# Land use and Land Cover Classification

The availability of free satellite data has increased its use in several applications in the domains of agriculture, disaster recovery, climate change, urban development, or environmental monitoring can be realized. However, to fully utilize the data for the previously mentioned domains, first satellite images must be processed and transformed into structured semantics. One type of such fundamental semantics is Land Use and Land Cover Classification. The aim of land use and land cover classification is to automatically provide labels describing the represented physical land type or how a land area is used (e.g., residential, industrial)

A satellite image dataset for the task of land use and land cover classification was presented in [[1]](https://ieeexplore.ieee.org/stamp/stamp.jsp?tp=&arnumber=8519248). The EuroSAT dataset is based on Sentinel-2 satellite images and consists of 27,000 labeled images with a total of 10 different classes listed below where the patches are 64x64 pixels each.

![alt text](./Images/dataset.png "The EuroSAT Dataset")

In this assignment you are going to use the optical bands of Sentinel-2 which are computed by combining the bands red (B04), green (B03) and blue (B02) from the Sentinel-2 product. More information about the Sentinel-2 bands can be found [here](https://sentinels.copernicus.eu/web/sentinel/user-guides/sentinel-2-msi/resolutions/spatial). You will then train different Convolutional Neural Network (CNN) models to classify every 64x64 patches in one of the following classes:

1. AnnualCrop
2. Forest
3. Herbaceous Vegetation
4. Highway
5. Industrial
6. Pasture
7. Permanent Crop
8. Residential
9. River
10. SeaLake



## Instructions
The EuroSAT dataset is based on Sentinel-2 satellite images and consists of 27,000 labeled images with a total of 10 different classes. The dataset is structured as follows:
1. `train.txt`: this file contains a list of images that will be used to train the Convolutional Neural Network (CNN) models.
2. `test.txt`: this file contains a list of images that will be used to test the Convolutional Neural Network (CNN) models.
3. A list of 10 folders, each one containing the images pertaining to each class.

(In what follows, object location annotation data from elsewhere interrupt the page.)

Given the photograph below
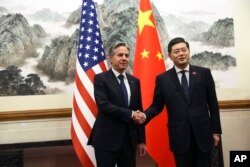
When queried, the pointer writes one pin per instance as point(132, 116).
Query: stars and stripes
point(91, 60)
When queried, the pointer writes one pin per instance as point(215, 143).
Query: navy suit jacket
point(199, 113)
point(114, 118)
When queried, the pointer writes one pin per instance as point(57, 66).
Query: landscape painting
point(38, 41)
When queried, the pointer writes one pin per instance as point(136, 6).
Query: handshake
point(139, 117)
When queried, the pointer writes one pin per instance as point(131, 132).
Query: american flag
point(91, 60)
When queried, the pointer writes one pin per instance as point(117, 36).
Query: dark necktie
point(184, 82)
point(124, 90)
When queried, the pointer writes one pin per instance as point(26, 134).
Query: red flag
point(148, 63)
point(90, 60)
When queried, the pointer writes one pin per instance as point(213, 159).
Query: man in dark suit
point(115, 136)
point(193, 114)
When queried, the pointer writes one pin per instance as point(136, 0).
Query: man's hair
point(116, 45)
point(176, 41)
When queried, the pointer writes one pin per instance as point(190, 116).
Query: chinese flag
point(148, 63)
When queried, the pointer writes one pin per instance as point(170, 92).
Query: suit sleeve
point(213, 104)
point(104, 104)
point(157, 104)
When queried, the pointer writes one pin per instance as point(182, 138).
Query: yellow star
point(144, 54)
point(144, 20)
point(159, 55)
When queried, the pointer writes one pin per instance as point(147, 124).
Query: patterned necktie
point(124, 90)
point(184, 82)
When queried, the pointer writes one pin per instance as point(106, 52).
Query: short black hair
point(175, 41)
point(116, 45)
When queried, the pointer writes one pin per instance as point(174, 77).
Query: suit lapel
point(132, 86)
point(192, 78)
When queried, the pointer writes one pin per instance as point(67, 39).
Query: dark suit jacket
point(200, 112)
point(113, 118)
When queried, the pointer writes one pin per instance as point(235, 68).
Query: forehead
point(179, 45)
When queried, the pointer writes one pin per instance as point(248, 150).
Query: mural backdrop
point(38, 41)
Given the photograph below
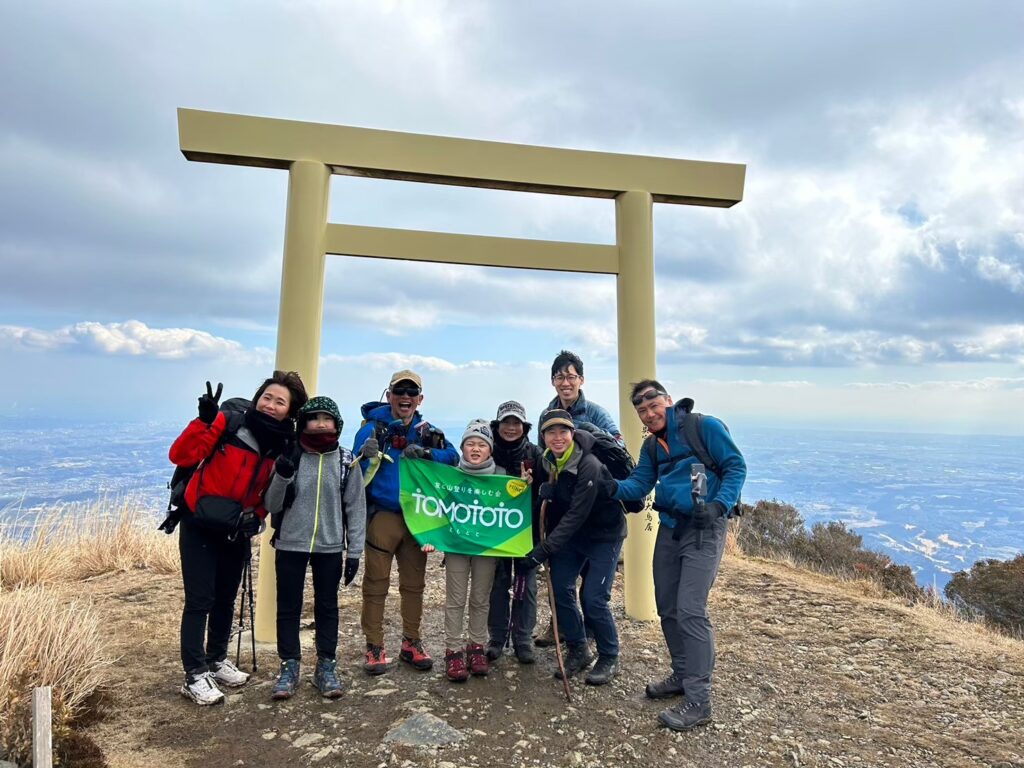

All code needs to be developed in Python 3 and run on a Ubuntu 20.04 environment or later versions of Ubuntu. The student is requested send the jupyter notebook using the template provided. Any textual or visual information and equations that the student might need to convey is expected to be written using the markdown language within the same Juputer Notebook. The Juputer Notebook should be named as follows

`name-surname.ipynb`

The list of packages that are allowed for this assignment are: `matplotlib`, `os`, `numpy`, `torch`, `open-cv`, `torchvision` and any other packages agreed with the lecturer.


## Assignment

**Q1:** A lot of effort in solving any machine learning and computer vision problem goes into preparing the data. PyTorch provides a simple mechanism to define a custom dataset using `torch.utils.data.Dataset`, which is an abstract class representing a dataset. Your custom dataset should inherit `Dataset` and override the following methods:

- `__init__` so that it initializes the dataset
- `__len__` so that len(dataset) returns the size of the dataset.
- `__getitem__` to support the indexing such that dataset[i] can be used to get i-th sample.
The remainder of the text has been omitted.